The success of de-anonymization efforts, as discussed here, suggests that older anonymization methods no longer work, especially in light of the large amount of publicly available data that can serve as auxiliary information. The quest to find suitable replacements for these methods is ongoing. As one starting point in this broader quest, we need useful definitions of privacy.
It has proven surprisingly difficult to find pragmatic definitions of privacy, definitions that capture a coherent aspect of privacy, are workable in the sense that it is possible to protect privacy defined in this way, and are sufficiently formal to provide means for determining if a method protects this type of privacy and, if so, how well.

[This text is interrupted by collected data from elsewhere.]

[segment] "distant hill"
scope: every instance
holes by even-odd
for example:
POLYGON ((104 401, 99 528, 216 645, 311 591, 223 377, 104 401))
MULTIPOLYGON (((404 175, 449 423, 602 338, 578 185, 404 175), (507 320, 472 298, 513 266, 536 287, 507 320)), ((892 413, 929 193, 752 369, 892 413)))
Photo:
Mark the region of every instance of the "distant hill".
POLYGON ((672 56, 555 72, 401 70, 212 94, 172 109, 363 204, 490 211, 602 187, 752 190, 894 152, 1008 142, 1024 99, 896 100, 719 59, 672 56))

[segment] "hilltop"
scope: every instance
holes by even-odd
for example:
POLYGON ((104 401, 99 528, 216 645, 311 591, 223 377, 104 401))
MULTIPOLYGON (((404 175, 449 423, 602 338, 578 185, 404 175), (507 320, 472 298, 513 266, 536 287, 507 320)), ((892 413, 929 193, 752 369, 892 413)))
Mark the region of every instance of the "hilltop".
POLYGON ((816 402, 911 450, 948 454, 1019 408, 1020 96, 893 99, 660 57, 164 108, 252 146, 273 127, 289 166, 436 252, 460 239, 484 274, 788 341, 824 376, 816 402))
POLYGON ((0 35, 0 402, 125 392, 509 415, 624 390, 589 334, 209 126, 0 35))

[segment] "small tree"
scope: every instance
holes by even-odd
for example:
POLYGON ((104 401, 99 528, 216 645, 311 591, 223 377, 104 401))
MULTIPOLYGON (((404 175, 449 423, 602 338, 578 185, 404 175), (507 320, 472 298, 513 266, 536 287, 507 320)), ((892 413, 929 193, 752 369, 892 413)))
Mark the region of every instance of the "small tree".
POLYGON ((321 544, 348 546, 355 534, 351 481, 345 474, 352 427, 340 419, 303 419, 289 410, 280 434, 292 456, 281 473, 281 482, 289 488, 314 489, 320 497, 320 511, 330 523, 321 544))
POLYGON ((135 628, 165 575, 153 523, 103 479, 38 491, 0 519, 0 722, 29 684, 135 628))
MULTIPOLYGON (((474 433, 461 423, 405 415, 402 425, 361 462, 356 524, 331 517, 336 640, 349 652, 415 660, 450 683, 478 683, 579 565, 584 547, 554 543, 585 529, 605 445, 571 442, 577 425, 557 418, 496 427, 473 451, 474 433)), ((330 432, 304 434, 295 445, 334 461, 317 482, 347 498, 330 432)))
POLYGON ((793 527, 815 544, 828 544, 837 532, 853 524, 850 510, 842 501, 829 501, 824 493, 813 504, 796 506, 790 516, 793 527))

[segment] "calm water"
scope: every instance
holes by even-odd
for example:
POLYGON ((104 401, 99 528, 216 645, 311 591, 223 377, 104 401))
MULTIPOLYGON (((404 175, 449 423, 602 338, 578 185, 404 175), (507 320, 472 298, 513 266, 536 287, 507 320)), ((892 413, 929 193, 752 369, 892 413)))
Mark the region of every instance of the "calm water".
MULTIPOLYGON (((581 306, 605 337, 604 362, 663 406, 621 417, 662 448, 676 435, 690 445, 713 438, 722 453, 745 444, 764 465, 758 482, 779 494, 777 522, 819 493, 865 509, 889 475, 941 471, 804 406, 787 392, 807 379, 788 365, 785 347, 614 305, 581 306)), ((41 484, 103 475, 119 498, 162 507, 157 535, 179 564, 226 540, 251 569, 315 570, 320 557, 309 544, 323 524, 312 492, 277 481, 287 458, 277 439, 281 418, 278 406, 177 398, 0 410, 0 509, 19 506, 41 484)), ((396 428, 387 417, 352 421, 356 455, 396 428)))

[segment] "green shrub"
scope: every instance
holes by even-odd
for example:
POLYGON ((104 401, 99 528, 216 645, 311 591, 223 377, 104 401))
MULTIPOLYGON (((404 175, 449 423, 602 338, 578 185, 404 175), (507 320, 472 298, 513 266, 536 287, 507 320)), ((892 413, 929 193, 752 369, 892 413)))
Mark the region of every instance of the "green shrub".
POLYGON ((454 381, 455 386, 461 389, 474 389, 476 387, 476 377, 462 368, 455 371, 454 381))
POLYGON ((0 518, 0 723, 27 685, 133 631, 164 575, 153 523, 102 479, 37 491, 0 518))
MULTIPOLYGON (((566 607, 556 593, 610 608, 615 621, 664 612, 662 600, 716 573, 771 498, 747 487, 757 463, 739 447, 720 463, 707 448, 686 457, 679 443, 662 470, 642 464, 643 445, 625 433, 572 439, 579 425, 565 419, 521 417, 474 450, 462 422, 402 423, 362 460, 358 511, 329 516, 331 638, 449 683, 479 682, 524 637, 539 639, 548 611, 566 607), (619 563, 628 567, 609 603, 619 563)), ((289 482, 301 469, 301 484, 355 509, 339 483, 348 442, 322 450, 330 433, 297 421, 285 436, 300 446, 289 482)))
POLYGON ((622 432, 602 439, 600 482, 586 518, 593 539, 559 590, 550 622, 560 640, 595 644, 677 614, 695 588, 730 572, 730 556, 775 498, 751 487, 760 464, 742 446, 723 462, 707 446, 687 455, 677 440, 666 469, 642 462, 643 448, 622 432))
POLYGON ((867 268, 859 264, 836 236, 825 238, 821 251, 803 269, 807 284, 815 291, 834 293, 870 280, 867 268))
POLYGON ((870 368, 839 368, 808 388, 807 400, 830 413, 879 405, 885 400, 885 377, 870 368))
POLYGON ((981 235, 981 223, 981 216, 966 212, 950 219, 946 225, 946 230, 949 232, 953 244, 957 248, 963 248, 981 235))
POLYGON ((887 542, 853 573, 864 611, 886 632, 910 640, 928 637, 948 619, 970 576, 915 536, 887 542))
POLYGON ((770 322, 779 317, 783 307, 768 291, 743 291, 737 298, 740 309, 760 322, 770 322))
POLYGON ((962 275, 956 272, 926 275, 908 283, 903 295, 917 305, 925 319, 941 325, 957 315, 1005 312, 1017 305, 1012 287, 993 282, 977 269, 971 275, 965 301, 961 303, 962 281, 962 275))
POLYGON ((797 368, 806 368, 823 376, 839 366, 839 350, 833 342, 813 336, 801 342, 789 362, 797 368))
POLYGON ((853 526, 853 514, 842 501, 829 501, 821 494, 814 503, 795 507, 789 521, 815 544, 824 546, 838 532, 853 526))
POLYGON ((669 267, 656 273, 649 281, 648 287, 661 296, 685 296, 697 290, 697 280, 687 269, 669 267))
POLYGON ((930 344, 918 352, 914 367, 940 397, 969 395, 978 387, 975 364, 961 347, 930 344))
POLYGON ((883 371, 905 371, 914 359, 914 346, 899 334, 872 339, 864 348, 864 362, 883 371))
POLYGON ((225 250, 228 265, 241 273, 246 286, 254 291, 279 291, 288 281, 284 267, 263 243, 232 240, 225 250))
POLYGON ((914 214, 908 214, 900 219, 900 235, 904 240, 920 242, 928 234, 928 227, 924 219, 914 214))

The best attempt to date is the notion of differential privacy. Informally, differential privacy ensures that adding your data to a database will only negligibly impact your privacy. More formally, suppose K is a randomized mechanism for information release. In other words, K is a randomized function from a set of databases D to the set of information releases S. For example, D might be the set of all possible databases containing weight information on people and K takes the average of all of the weights contained in a database d in D, adds noise, and releases this noisy average. A mechanism K is said to be differentially private if, for every subset s of S, the probability that K outputs an element of s upon input of a database d is close to the probability that K outputs an element of s upon input of any database d’ that differs from database d in one row. Specifically, for all s in S and for all databases d and d’ differing in one row, the ratio of Pr[K(d) in s] and Pr[K(d’) in s] is bounded by e^ε, where ε is a privacy parameter. A smaller ε provides greater differential privacy.
An important aspect of this definition is that merely defines a notion of privacy, it does not specify a means for attaining it. A variety of mechanisms for attaining differential privacy are now known, and developing further methods is currently an active area of research.
Another significant property of this definition is that it makes no claim as to whether a person’s privacy will be hurt by the release. It only guarantees that a person’s privacy won’t be harmed much more by participating than by refusing to contribute her data.
This definition certainly nicely captures one type of privacy. That it has led to the discovery of a variety of mechanisms for preserving this type of privacy means that it is also a useful definition. These mechanisms, and the notion of differential privacy no matter how it is attained, put stringent requirements on the amount and type of information that can be released. At the IPAM data privacy workshop I attended, opinions ranged from a belief that differential privacy was completely inadequate and would never be adopted in real world cases to a belief that differential privacy was not only the only reasonable definition we currently have, but also the only reasonable one we are ever likely to have. I’ll probably ramble on in a future post about my thoughts on this subject. In the meantime, I’d be curious to hear initial reactions to this definition of privacy from readers of this blog.